Phosphorylation characteristics of brain clathrin-coated vesicle endogenous proteins.

Clathrin-coated vesicles purified from bovine brain express protein kinase activity on two principal endogenous vesicle-associated substrates: a 50,000-Mr polypeptide (pp50) and clathrin-associated protein2 (CAP2; the faster-migrating clathrin light chain). Various exogenous substrates, e.g., casein, phosvitin, histone II, and histone III, also are phosphorylated.
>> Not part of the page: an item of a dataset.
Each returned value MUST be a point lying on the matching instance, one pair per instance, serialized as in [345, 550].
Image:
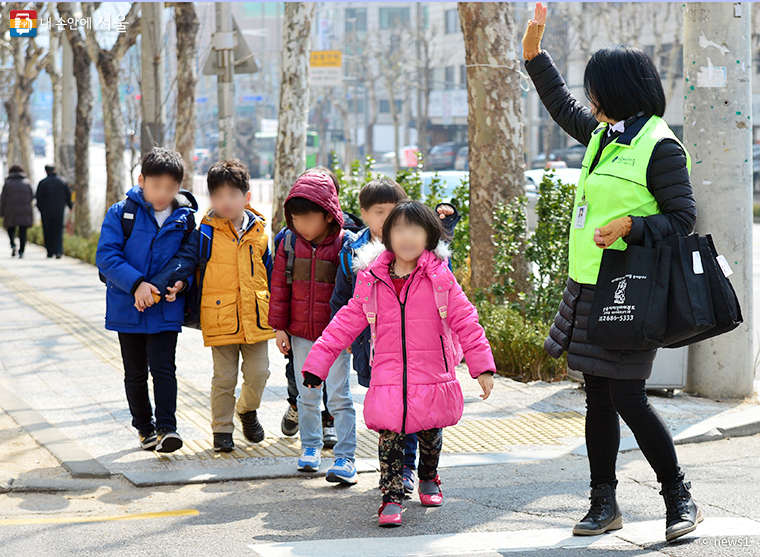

The pp50 protein kinase activity of clathrin-coated vesicles is not modulated by Ca2+, calmodulin, phosphatidylserine, or cyclic AMP. On the other hand, phosphorylation of the other endogenous substrates requires certain activators, including histone, polylysine, polyarginine, or polyethylenimine. Phosphate incorporation into pp50 was sensitive to divalent cations that inhibit sulfhydryl-dependent enzymes in the following order of potency: Zn2+ greater than Hg2+ greater than Cd2+, Cu2+, and Pb2+. Phosphate incorporation into CAP2 with polylysine present was insensitive to divalent cations. The alkylating agents dithiodinitrobenzene, phenacyl bromide, and N-ethylmaleimide inhibited phosphate incorporation into pp50 up to 90% without affecting incorporation into the other substrates. Vanadium pentoxide inhibited phosphorylation of CAP2 but had a minimal effect on pp50. CAP2 kinase activity was separated from the coated vesicle membrane and from dis-assembled clathrin triskelions, coeluting with the assembly polypeptide complex on a Sepharose 4B column. It retained phosphorylation properties similar to those of intact vesicles. These data imply that clathrin-coated vesicle kinases are elements of the coat proteins and may be involved in the assembly/disassembly of clathrin triskelions or interactions of coated vesicles with other cellular components.